Your idea with predicting more attributes in sub-models is interesting. Would you need those attributes later? If not, you can always experiment with variable selection or use a learner that selects the best variables itself.
It is never sure that additional attributes help. One can only try. In your example, if you have attributes that correlate with higher horsepower, and cars with more horsepower are pricier, those attributes will have a positive effect anyway. You would be predicting one helper attribute and possibly introduce noise into the model, or just redundance.
With the "Select Subprocess" operator, you can always create alternative paths in your process and put that e.g. into a parameter optimization in order to see how your submodels perform versus no submodels.
Welcome to the forums!
If I know that two or more attributes are related, but are completely independent with the rest of attributes, I'd like to isolate those attributes from the others to help guide the learning algorithm (and reduce the complexity of the problem through a divide-and-conqueror approach). I think it might be possible to do this by training a model that takes input from a sub-model, but it's not clear how the sub-model(s) would be trained without having labels for the sub models.

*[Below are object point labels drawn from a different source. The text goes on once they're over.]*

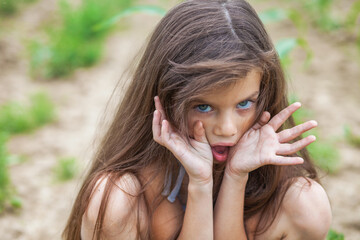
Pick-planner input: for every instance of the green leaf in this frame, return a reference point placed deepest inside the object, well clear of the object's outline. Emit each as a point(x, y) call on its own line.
point(273, 15)
point(152, 10)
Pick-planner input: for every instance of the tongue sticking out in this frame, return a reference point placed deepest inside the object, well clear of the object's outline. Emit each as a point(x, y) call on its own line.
point(220, 153)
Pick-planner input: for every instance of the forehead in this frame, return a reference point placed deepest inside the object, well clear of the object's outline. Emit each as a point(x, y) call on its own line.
point(239, 90)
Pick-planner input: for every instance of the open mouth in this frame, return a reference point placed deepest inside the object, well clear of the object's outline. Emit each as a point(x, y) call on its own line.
point(220, 153)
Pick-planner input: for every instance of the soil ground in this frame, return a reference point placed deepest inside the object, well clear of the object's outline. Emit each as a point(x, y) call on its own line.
point(329, 88)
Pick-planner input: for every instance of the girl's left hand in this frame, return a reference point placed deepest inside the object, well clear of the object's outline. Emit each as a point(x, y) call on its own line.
point(262, 145)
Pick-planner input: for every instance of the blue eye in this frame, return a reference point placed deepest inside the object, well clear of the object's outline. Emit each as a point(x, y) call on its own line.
point(244, 104)
point(203, 108)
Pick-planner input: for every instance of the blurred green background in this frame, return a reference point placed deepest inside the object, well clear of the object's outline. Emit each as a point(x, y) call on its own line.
point(60, 61)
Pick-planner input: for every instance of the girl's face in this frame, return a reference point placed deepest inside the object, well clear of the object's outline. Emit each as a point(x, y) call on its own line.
point(227, 113)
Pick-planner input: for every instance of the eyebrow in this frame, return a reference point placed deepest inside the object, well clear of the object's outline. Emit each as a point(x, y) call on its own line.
point(255, 94)
point(251, 96)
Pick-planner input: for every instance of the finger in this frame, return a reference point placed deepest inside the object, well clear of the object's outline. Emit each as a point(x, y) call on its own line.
point(159, 107)
point(290, 134)
point(281, 160)
point(287, 148)
point(199, 132)
point(265, 117)
point(156, 127)
point(281, 117)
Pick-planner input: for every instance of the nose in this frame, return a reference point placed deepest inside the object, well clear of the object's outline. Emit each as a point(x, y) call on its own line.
point(225, 126)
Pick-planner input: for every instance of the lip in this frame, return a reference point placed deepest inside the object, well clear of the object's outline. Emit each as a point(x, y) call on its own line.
point(222, 144)
point(221, 156)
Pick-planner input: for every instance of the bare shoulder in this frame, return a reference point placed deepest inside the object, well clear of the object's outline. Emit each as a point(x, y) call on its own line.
point(307, 209)
point(121, 211)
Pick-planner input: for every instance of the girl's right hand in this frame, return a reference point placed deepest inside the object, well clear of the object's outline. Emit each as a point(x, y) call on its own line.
point(196, 158)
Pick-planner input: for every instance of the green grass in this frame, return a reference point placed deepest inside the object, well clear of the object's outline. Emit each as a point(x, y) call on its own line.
point(324, 152)
point(7, 191)
point(350, 137)
point(74, 43)
point(19, 118)
point(66, 169)
point(10, 7)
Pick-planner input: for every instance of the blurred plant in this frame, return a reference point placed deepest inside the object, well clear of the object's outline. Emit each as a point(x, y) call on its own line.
point(7, 191)
point(273, 15)
point(129, 11)
point(285, 46)
point(9, 7)
point(17, 118)
point(320, 11)
point(324, 153)
point(66, 169)
point(350, 137)
point(79, 39)
point(333, 235)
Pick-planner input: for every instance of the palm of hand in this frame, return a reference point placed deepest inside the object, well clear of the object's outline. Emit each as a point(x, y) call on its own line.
point(262, 145)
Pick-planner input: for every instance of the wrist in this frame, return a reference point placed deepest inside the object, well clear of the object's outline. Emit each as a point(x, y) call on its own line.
point(236, 176)
point(200, 186)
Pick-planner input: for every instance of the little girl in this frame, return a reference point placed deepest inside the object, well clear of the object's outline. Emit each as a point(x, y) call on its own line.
point(203, 145)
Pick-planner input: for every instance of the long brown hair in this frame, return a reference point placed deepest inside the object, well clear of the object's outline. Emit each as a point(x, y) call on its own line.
point(197, 46)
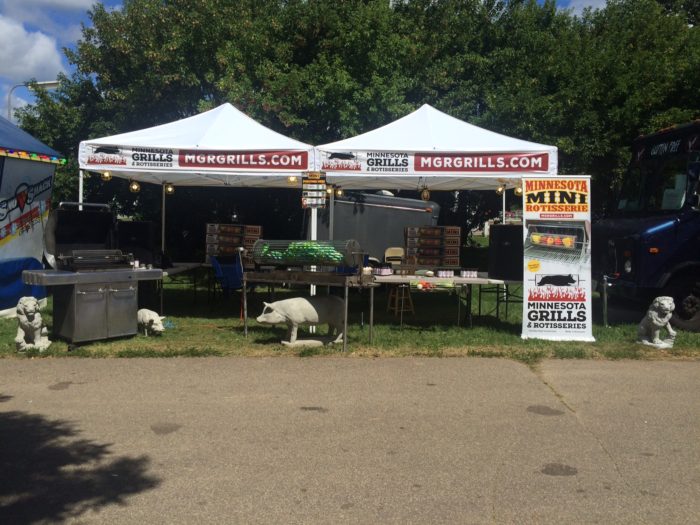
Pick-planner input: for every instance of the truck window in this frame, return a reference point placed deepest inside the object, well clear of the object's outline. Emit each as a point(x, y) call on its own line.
point(654, 187)
point(674, 182)
point(631, 193)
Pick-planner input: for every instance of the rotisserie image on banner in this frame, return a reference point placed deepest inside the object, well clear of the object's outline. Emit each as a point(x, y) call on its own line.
point(565, 242)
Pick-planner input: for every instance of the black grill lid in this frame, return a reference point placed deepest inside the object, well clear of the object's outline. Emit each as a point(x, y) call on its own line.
point(69, 228)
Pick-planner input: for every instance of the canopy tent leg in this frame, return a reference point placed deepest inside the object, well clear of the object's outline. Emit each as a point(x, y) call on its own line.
point(162, 221)
point(80, 189)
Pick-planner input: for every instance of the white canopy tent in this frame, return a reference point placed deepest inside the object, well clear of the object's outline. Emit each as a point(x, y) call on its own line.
point(220, 147)
point(430, 149)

Another example that I thought of while watching the Neural Market Trend tutorials linked from the RM homepage is that often in predicting time series, preceding days are simply treated as another attribute using the time series window operator -- one attribute will be the current value, another attribute will be the value from the previous example, and another attribute would be the current value from two examples ago. But doing so seems like such a waste. If I was asking another human to look for trends in data, it would certainly be useful to know that attribute 1 was taken on Wednesday, attribute 2 was taken on Tuesday, and attribute 3 was taken on Monday rather than essentially telling the learning algorithm, "here's 3 values from this example, look for a pattern".
Point is, is there some way we can use knowledge about the problem to guide and improve the efficiency of the learning process? If so, are there books or good references describing such techniques? As a newbie to data mining, I think I'd really benefit.

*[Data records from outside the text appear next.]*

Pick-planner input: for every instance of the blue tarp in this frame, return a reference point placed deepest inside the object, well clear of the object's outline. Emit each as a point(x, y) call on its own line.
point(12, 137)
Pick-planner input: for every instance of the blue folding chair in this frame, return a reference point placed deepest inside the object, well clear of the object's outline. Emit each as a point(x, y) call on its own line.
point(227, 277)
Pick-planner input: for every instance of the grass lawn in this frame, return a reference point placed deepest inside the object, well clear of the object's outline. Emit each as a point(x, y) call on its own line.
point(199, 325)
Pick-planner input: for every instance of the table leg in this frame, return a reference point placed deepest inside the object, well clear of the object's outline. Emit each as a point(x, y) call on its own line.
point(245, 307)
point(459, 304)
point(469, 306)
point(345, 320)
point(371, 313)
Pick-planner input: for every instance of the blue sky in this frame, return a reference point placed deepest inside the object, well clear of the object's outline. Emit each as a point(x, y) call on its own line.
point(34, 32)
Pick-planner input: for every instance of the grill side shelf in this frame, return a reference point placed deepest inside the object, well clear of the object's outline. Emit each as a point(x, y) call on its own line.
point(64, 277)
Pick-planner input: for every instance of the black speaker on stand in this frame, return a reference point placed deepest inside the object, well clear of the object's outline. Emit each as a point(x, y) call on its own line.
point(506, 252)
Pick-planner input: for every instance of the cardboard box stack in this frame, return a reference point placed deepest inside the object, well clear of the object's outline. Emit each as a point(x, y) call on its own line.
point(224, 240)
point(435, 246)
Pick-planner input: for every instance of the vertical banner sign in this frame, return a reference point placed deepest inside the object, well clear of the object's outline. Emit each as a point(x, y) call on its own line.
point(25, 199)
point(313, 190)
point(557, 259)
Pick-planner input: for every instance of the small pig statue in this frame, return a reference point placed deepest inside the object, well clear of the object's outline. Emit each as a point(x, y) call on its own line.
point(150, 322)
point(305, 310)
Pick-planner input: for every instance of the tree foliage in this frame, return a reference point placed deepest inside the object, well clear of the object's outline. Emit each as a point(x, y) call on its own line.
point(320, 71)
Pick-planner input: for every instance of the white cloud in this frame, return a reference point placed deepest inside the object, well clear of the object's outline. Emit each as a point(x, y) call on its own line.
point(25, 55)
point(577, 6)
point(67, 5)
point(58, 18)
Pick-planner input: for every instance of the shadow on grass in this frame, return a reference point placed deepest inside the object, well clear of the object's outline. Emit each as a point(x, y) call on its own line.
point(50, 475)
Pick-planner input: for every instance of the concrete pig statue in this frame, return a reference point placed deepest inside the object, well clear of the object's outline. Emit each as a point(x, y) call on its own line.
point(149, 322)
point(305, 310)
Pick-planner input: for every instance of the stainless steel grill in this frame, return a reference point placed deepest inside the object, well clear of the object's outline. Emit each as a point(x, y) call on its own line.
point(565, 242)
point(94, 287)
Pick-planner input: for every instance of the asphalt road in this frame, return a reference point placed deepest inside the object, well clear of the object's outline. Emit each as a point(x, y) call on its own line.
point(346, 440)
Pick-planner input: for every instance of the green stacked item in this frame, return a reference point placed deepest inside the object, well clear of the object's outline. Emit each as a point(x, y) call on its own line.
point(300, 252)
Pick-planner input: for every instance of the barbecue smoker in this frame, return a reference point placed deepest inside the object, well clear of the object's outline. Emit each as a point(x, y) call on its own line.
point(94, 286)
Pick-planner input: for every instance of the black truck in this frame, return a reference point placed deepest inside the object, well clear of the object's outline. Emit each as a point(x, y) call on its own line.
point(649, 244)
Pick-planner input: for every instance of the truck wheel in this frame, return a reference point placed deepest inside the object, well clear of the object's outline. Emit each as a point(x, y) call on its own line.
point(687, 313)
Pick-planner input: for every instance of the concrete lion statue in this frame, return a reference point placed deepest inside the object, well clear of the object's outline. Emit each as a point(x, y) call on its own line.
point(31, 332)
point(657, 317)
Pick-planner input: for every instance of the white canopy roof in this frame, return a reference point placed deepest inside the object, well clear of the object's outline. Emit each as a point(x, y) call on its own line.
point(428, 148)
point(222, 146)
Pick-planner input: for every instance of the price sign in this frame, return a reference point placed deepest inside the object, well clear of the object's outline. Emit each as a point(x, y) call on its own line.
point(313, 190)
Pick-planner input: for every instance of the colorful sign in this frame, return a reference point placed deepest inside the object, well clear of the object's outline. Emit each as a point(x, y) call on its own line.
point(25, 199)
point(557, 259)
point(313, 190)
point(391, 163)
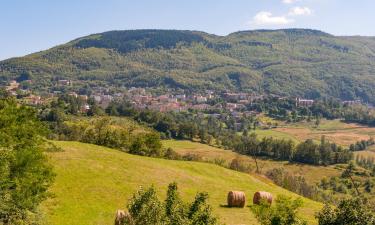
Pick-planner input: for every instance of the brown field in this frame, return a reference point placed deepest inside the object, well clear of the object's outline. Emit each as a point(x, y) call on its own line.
point(312, 174)
point(334, 130)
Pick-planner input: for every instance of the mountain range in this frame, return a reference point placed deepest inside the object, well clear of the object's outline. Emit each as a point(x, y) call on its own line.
point(288, 62)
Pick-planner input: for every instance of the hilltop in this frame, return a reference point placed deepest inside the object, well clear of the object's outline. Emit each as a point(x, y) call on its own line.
point(289, 62)
point(93, 182)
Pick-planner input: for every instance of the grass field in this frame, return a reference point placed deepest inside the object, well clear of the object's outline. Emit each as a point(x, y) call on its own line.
point(93, 182)
point(312, 174)
point(334, 130)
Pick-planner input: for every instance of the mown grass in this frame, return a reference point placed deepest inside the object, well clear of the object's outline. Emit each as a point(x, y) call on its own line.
point(312, 174)
point(334, 130)
point(93, 182)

In RapidMiner, just create a copy of your date attribute with "Generate Copy" and then extract the desired property by converting the new attribute with "Date to nominal". Of course, if you can express this knowledge in the data or in the process.
Examples:
Above is an image of my idea. Horsepower, manufacturer's image, and interior quality are all qualities that determine the cost of a car. Each has attributes which determine the magnitude of each of these 3 qualities. Question I have is is there any advantage to separating the 3 groups of attributes (assume that I know Att1, Att2, and Att3 are only good for predicting horsepower and have no correlation with the other two categories, mfg. image and interior quality) or would it be just as well to feed them all into the Price of Car model directly? It seems like the learning algorithm would have an easier time with the first case.
If you work with a two-level model like you described, you either need to find an algorithmic approach (generating attributes as described earlier) or gather "label" data for the sub-models, train and learn those submodels and then integrate their predictions as additional attributes for the "big" model. But there is always the danger of introducing more noise into the model with this approach.
Try visualising your data with the target attribute (price) and the different attributes. If the attributes neatly separate the cases into clusters of differently-colored objects in the graph, the learning algorithms should be able to that, too.
Just try a few learners in a Cross-Validation (X-Validation) and see how they perform. If their performance is too bad, you can start building more complex models until you get the desired accuracy (if it is ever possible).